The Vision and Media Lab

About the SFU Vision and Media Lab

The SFU Vision and Media Laboratory conducts research in Computer Vision and Multimedia. We focus on the problems of active video, content-based retrieval, human activity recognition, lighting invariance, object recognition, and shape matching.

High-level descriptions of each of these problems appear below. Please see our list of projects for details on the research conducted by the Vision and Media Laboratory.

Human Activity Recognition

The grand goal of the field of human activity recognition is to build systems that can find human figures in either still images or video sequences, and determine what action they are performing. Such systems can be applied to develop more natural interfaces to computers, for example using gestures, in addition to being used for surveillance and security.

Lighting Invariance

One of the pieces of the puzzle is how to deal with lighting change in the way that humans can: we tend to ignore the effects of shading and shadows, and we use bright highlights as a useful visual cue, rather than a source of confusion. But computer programs aiming at image understanding see these factors as distractions. So one strand of research in the VML looks at removing these distracting factors using image processing to produce images that are invariant to lighting change. One compelling outcome of this work has been the development of images that are unchanged from the original, except that the shadows are removed.

Object Recognition

Object recognition refers to the problem of automatically identifying objects in images.

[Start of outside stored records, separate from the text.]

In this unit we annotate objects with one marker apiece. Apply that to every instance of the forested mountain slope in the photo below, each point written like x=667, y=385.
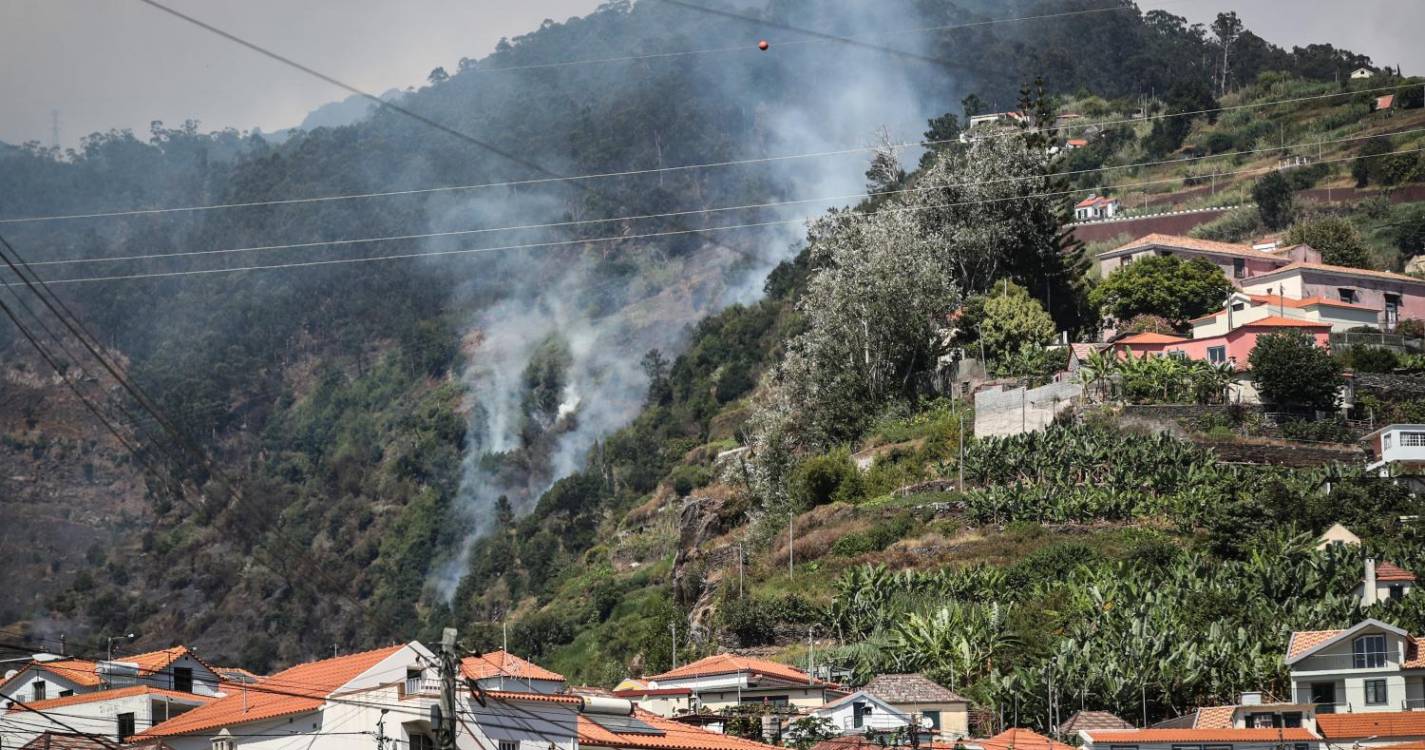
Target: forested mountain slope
x=375, y=414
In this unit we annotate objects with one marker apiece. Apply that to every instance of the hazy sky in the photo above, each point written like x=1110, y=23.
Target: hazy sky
x=118, y=63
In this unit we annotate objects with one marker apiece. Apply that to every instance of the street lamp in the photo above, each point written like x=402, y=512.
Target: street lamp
x=111, y=639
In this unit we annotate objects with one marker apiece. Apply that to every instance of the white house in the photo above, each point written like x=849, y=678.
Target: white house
x=117, y=713
x=724, y=680
x=388, y=696
x=1096, y=207
x=1201, y=739
x=49, y=676
x=1384, y=581
x=1371, y=666
x=1397, y=445
x=862, y=713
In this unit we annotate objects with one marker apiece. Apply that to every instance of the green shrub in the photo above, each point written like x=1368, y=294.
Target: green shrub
x=827, y=478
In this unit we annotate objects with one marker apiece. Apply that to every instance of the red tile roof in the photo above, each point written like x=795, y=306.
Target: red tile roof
x=1021, y=739
x=1170, y=241
x=304, y=689
x=1340, y=270
x=1344, y=726
x=730, y=663
x=498, y=663
x=1276, y=300
x=1388, y=571
x=1150, y=338
x=676, y=736
x=1277, y=321
x=110, y=695
x=1152, y=736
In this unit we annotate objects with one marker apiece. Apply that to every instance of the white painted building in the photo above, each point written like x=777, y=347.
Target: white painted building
x=117, y=713
x=1371, y=666
x=862, y=713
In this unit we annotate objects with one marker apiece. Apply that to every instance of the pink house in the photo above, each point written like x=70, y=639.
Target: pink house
x=1397, y=295
x=1233, y=347
x=1236, y=261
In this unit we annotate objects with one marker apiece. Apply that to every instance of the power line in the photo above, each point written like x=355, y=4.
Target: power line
x=693, y=211
x=659, y=170
x=646, y=235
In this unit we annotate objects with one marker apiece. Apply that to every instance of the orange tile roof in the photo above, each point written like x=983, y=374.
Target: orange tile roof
x=1344, y=726
x=1306, y=640
x=1277, y=321
x=1214, y=717
x=1197, y=245
x=110, y=695
x=1150, y=338
x=728, y=663
x=304, y=687
x=1021, y=739
x=676, y=736
x=1343, y=270
x=1152, y=736
x=1276, y=300
x=1388, y=571
x=498, y=663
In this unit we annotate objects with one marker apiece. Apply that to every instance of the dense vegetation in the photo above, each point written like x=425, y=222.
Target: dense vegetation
x=341, y=397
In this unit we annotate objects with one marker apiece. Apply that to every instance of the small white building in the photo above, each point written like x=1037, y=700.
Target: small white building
x=862, y=713
x=1401, y=447
x=1096, y=207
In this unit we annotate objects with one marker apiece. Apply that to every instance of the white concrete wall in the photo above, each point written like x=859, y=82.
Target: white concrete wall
x=1018, y=409
x=22, y=686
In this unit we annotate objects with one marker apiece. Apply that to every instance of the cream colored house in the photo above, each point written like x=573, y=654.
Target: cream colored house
x=726, y=680
x=1243, y=308
x=915, y=695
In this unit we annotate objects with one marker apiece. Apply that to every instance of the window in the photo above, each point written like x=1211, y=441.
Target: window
x=1368, y=652
x=1375, y=693
x=1323, y=693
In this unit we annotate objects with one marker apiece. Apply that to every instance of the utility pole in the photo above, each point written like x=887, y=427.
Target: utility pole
x=448, y=669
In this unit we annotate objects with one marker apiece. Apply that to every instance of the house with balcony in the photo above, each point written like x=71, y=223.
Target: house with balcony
x=918, y=696
x=1236, y=261
x=117, y=713
x=389, y=696
x=1230, y=348
x=1241, y=308
x=727, y=680
x=1201, y=739
x=1397, y=451
x=1371, y=666
x=49, y=676
x=1395, y=295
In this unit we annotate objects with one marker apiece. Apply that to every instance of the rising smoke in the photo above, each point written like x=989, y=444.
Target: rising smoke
x=844, y=96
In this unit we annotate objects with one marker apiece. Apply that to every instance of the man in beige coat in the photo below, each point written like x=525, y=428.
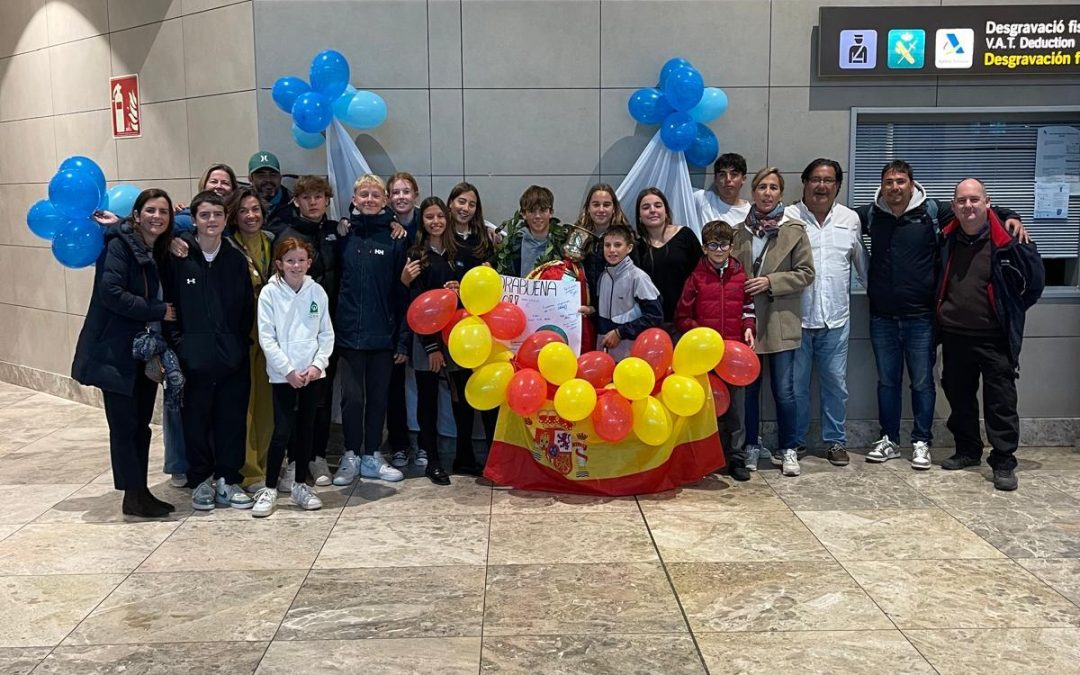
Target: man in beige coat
x=777, y=254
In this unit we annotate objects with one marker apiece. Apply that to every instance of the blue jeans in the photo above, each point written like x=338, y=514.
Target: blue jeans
x=896, y=342
x=825, y=349
x=782, y=382
x=176, y=456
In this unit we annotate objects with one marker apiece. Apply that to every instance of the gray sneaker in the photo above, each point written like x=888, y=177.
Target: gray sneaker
x=232, y=495
x=202, y=497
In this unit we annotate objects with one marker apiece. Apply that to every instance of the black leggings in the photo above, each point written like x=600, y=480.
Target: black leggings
x=294, y=422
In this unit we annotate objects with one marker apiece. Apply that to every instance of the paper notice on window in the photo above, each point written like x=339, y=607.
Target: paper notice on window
x=1051, y=201
x=1057, y=154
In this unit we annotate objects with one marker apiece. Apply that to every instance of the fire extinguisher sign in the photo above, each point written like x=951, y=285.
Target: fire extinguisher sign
x=126, y=120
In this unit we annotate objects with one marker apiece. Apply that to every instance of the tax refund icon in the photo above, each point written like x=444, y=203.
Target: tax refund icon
x=907, y=49
x=858, y=50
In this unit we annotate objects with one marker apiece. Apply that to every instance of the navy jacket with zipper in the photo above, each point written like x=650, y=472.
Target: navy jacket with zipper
x=372, y=302
x=215, y=309
x=1016, y=279
x=123, y=301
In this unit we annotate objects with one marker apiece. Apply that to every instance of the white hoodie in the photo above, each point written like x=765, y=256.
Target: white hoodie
x=295, y=328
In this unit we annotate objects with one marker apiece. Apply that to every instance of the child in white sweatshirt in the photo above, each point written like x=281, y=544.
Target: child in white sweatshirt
x=297, y=338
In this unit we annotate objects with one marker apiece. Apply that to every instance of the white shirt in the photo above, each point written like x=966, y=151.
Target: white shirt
x=836, y=245
x=712, y=207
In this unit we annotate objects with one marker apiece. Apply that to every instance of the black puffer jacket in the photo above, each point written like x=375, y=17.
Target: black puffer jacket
x=215, y=309
x=123, y=301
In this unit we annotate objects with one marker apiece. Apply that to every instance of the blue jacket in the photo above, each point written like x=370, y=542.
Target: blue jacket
x=1016, y=279
x=373, y=300
x=123, y=301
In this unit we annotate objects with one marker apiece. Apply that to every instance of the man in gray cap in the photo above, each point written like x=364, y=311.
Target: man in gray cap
x=264, y=172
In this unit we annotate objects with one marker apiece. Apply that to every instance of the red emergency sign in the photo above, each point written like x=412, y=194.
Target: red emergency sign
x=123, y=93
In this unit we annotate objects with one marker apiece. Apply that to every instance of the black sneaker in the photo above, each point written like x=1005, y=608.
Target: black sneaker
x=960, y=461
x=1004, y=480
x=837, y=455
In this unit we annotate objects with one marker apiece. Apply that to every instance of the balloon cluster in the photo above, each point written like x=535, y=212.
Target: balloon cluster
x=65, y=218
x=328, y=95
x=639, y=394
x=683, y=106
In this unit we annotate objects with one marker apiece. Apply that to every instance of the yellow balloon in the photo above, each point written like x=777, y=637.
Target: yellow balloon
x=486, y=388
x=683, y=395
x=652, y=424
x=481, y=289
x=634, y=378
x=557, y=363
x=698, y=351
x=470, y=342
x=575, y=400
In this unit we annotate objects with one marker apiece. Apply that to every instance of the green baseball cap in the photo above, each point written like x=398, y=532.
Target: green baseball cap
x=262, y=160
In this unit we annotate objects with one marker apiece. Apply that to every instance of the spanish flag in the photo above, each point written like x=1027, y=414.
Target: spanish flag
x=543, y=451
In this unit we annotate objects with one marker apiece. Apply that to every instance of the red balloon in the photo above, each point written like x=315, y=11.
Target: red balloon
x=507, y=321
x=530, y=348
x=740, y=365
x=721, y=397
x=526, y=392
x=596, y=368
x=431, y=310
x=458, y=315
x=655, y=346
x=612, y=417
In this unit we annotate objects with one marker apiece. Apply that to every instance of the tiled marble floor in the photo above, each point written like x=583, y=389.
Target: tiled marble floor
x=869, y=568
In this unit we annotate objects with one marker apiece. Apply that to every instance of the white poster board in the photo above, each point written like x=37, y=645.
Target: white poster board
x=548, y=305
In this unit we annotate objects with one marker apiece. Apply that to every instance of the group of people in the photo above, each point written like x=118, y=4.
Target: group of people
x=267, y=297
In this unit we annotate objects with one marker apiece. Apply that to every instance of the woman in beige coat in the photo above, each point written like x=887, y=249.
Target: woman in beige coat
x=775, y=252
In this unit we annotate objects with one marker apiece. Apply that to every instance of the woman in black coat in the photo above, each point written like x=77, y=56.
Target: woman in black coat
x=126, y=300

These objects can range from household items such as mugs, tables, or telephones, to discriminating between various species of fish. The approaches we are developing use the overall shape of an object to aid in making these distinctions.

Active Video

Active videos are object-centered, and often exhibit prominent shifting and holding behaviors of the human operator. In order to capture the object-of-interest and its movements, it is common for the videographer to invoke various camera movements. The rapid pan/tilt movement is analogous to saccades, which are often triggered by object movements or distinct visual features (color, texture, shape, etc.) in the periphery, indicating a shift of attention. When dealing with moving objects, smooth (and usually not so rapid) pan/tilt movements are used for smooth pursuit. When multiviews of the object are desirable, we will witness body movement of the videographer. In short, active video is by definition object-based and full of actions.

This research focuses on the automatic extraction of video objects from active video and their 3D reconstruction, which will facilitate video indexing and retrieval.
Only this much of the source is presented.